The Bristol Centre for Multilevel Modelling has released the beta version of Stat-JR. The software has two features that may make it attractive for teaching.

For those teaching advanced techniques the software can sit on top of other packages (such as SPSS or Stata) and use their features within a single command language (so that students do not need to learn whole new packages in order to execute new techniques).
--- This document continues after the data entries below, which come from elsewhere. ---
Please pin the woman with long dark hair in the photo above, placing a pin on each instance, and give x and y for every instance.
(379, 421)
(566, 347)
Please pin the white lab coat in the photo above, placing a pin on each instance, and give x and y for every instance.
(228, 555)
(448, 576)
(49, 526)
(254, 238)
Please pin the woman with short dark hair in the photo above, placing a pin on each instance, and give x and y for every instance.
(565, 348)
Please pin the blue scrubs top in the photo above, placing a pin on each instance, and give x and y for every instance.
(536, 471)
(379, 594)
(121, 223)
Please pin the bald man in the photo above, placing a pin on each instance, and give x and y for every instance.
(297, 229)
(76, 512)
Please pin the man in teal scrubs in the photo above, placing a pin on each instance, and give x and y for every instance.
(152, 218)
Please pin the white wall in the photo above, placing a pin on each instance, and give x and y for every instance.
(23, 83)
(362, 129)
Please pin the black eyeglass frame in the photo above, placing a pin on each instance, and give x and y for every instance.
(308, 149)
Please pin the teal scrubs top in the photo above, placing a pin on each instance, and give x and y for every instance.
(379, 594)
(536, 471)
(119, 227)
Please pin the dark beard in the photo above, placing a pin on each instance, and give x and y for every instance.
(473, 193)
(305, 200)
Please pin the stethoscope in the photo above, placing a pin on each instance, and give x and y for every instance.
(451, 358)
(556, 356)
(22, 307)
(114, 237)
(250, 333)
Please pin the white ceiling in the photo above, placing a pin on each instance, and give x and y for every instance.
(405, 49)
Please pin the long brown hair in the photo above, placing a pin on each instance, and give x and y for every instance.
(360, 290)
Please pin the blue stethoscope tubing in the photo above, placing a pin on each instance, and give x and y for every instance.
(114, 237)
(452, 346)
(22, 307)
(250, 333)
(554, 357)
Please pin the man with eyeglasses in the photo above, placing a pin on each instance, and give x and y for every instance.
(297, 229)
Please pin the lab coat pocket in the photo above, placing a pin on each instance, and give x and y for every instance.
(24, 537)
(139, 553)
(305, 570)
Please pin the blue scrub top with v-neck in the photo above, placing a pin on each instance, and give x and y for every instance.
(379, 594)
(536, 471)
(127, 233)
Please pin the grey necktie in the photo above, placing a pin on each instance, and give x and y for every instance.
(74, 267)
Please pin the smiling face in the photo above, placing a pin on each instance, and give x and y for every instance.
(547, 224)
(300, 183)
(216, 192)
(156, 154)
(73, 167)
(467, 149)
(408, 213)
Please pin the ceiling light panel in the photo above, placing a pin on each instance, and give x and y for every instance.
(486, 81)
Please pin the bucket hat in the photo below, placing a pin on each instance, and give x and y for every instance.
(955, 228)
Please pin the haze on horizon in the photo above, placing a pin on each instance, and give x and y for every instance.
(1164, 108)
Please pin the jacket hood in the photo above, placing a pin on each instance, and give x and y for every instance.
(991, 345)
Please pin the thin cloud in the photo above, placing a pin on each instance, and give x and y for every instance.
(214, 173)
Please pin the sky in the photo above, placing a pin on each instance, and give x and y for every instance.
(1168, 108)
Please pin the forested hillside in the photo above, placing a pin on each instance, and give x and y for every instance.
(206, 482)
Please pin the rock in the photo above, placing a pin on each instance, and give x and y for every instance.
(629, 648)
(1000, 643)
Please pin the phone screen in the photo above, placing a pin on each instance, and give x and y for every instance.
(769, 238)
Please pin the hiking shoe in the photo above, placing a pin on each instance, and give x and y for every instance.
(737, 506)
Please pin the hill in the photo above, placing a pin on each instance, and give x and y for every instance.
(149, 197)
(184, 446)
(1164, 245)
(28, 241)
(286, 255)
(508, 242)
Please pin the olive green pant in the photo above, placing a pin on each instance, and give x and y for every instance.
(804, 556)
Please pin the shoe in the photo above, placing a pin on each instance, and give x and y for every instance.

However the (for me) really exciting bit of this software is the ‘ebook’ interface that it offers. It is possible to author ebooks with dynamic pages populated from datasets.The dynamic ebook page receives instructions from a reader which it then executes and posts results back to the page. This makes it a useful tool in building teaching materials, since the Stat-JR ebook can sit on top of spss or other applications. Interactive learning materials can be updated with later releases of data sets or releases of statistics software, or different examples suited to different discipline backgrounds, with much less effort needed to tailor materials to different audiences or take account of other changes.

From the CMLM message:

At present whilst the software is a beta release we are only distributing it in (renewable) 30-day limited licence form but it is our intention after a period to release fully when, as with our MLwiN software, Stat-JR will be free to UK academics with potentially a small one off fee to non-academics and non-UK users. Note that currently, as with MLwiN, Stat-JR is a Microsoft Windows only piece of software.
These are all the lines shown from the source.